The sun shone brightly for 10 miles before ominous rain clouds and strong headwinds moved in at the base of Togwotee pass. I crept along for at least 6 miles and for a solid hour before a spot of blue hope cut through the dark sky. For another 4 hours I climbed the pass, sweating profusely, the body heating a cooling with each wind gust. I stopped somewhere near the top for a snack of cookies and bread and a little email action and after about 20 minutes a ranger pulled up. "You need to be careful. There's a sow grizzly with three cubs in this area." I can see it now, a cute cub wandering up to me and sniffing my heels just when an angry mama bear knocks my head off. I hopped on the bike and cautiously watched the roadside for an angry ball of fur.

I eventually hit the top waiting for the smooth descent down the other side but unfortunately didn't get it. The wind blowing ever-so strongly, I pedaled furiously just to keep the bike moving down the pass. After at least 10 miles of descending and 10 miles of flats I hit Grand Teton National Park. The place was a zoo.

Grand Teton and Yellowstone are always crowded and extremely busy, especially in the summer months. Here, patience is a virtue. You can't ever be in a hurry. One great thing about the large crowds is that you don't have to ever keep an eye out of wildlife because the mobs of people and cars gathering on the sides of the road are a strong indicator. And when sitting on a bike, it's impossible to miss anything. As I approached my first crowd, I thought everyone would probably be scoping some elk or bison but turns 0ut it was a sow grizz digging in the dirt a couple hundred yards off the road. Rangers were directing traffic just trying to keep it moving while rubber necks extended through open windows with hopes of grabbing a peak at the large beast. Another great thing about a bike; you're always on the shoulder and can park anywhere. After an eye-full of grizzly bear I moved onto Colter Bay where I crashed for the eve.
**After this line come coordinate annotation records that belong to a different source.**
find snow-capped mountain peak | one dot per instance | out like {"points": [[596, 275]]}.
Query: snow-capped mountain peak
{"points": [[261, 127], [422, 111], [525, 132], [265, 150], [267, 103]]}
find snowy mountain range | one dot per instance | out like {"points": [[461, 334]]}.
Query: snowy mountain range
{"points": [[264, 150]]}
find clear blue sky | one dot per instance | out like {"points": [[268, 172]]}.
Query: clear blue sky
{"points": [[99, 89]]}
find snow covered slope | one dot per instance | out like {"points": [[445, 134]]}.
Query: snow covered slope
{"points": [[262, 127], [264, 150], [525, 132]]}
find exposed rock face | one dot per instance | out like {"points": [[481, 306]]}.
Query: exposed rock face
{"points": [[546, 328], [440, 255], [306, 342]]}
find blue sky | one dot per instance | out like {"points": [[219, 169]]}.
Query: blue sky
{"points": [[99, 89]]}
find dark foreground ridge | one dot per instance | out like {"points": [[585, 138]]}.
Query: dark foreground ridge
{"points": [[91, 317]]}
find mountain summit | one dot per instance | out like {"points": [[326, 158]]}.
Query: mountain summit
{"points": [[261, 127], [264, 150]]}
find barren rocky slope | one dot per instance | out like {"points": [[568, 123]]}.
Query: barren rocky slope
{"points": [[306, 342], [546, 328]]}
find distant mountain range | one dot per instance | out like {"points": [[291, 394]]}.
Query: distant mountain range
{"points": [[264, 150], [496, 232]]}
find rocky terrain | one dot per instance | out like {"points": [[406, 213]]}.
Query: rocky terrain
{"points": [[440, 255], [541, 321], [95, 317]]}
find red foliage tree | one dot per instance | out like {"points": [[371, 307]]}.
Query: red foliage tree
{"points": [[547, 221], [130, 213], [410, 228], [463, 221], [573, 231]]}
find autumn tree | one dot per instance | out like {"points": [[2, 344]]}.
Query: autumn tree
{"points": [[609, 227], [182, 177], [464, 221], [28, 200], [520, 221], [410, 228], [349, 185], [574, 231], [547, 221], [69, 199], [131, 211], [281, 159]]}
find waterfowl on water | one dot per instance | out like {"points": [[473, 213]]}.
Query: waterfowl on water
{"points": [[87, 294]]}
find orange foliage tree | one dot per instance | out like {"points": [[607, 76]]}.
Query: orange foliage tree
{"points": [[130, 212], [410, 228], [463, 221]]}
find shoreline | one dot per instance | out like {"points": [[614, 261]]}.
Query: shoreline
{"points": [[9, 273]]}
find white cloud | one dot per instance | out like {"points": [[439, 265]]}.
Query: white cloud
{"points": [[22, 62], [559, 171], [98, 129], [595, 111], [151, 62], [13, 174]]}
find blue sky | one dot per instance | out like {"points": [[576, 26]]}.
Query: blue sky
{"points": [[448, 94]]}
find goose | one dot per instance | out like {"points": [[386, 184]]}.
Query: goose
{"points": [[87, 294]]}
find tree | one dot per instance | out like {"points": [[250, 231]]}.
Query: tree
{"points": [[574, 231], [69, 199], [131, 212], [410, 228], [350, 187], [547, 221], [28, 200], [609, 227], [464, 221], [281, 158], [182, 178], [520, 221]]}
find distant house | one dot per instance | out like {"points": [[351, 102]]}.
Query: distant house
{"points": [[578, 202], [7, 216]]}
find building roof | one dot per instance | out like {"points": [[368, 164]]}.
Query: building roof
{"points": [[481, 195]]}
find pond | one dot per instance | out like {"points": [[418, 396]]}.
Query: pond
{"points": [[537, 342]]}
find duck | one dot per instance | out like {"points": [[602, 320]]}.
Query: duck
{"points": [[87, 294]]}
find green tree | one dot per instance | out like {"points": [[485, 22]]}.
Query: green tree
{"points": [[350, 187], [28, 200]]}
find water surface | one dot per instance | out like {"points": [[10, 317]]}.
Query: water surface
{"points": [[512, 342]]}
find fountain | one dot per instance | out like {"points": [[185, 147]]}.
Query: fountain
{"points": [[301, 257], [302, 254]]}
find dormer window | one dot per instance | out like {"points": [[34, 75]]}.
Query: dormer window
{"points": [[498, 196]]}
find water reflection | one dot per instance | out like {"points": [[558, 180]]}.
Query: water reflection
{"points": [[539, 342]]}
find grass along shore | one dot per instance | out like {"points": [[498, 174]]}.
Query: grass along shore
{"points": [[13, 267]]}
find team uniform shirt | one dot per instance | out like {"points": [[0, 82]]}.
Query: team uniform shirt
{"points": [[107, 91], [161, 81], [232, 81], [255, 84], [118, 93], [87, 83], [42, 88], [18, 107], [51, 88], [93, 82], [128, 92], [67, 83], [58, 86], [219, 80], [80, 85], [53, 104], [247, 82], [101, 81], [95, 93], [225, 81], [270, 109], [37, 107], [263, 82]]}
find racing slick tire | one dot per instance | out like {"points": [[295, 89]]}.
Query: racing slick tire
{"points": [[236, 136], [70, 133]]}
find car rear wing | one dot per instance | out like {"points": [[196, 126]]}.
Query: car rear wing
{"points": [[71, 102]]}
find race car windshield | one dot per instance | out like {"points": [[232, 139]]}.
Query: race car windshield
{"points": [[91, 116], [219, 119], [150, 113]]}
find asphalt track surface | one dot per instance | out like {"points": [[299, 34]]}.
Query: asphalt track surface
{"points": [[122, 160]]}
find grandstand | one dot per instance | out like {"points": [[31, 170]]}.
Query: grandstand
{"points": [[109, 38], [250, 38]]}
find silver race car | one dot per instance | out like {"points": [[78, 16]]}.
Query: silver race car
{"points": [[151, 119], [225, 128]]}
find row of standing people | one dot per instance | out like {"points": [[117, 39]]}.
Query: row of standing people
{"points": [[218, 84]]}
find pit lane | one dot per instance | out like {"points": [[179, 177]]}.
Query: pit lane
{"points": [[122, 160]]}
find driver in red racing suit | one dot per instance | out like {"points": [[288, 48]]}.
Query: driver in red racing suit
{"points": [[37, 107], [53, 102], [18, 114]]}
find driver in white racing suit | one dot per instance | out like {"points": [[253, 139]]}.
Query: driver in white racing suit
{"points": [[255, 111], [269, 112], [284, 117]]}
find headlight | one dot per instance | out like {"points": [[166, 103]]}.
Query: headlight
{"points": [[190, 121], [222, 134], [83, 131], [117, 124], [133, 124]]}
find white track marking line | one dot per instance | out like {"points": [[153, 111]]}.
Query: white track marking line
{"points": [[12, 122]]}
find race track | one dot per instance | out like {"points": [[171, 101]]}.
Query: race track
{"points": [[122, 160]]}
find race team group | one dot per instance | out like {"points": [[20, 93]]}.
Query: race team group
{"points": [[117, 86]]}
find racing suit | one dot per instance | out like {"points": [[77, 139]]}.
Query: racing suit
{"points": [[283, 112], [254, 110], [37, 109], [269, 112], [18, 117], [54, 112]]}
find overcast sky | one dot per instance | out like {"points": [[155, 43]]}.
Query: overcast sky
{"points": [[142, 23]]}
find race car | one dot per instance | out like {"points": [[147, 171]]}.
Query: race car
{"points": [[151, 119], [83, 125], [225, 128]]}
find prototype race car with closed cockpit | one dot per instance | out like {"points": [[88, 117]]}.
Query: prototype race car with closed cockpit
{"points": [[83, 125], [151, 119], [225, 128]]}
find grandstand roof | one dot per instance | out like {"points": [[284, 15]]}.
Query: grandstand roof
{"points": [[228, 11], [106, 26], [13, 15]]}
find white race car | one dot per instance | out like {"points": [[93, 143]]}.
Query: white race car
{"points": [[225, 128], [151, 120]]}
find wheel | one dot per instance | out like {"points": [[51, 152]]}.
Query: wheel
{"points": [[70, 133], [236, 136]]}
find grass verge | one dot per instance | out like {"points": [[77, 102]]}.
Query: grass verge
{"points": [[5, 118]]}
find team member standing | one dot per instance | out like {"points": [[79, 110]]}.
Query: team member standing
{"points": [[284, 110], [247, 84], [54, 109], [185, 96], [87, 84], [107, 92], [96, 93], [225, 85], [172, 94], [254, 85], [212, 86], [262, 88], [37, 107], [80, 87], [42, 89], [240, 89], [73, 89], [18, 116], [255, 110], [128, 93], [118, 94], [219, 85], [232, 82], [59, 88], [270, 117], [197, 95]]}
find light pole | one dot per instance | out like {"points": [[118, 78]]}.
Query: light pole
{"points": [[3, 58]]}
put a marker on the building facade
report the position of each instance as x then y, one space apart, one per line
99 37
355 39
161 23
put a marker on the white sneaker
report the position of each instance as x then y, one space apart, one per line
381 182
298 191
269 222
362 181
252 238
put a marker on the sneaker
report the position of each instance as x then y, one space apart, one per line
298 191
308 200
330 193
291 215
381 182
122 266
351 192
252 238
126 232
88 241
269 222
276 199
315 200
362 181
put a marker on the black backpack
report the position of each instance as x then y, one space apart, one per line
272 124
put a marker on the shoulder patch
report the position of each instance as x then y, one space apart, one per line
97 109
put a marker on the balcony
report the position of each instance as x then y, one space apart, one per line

To my surprise they didn't gouge me over the price and the site was a mere $7 - talk about a deal.

I saw a few other cyclists but was too tired to visit with them. I rolled into camp, pitched a tent, ate some chili and climbed into my sleeping bag to read and snooze. I must say, there is something comfortable about actually sleeping at a campsite as opposed to the side of the open road, though not as exciting. Damn, this is awesome!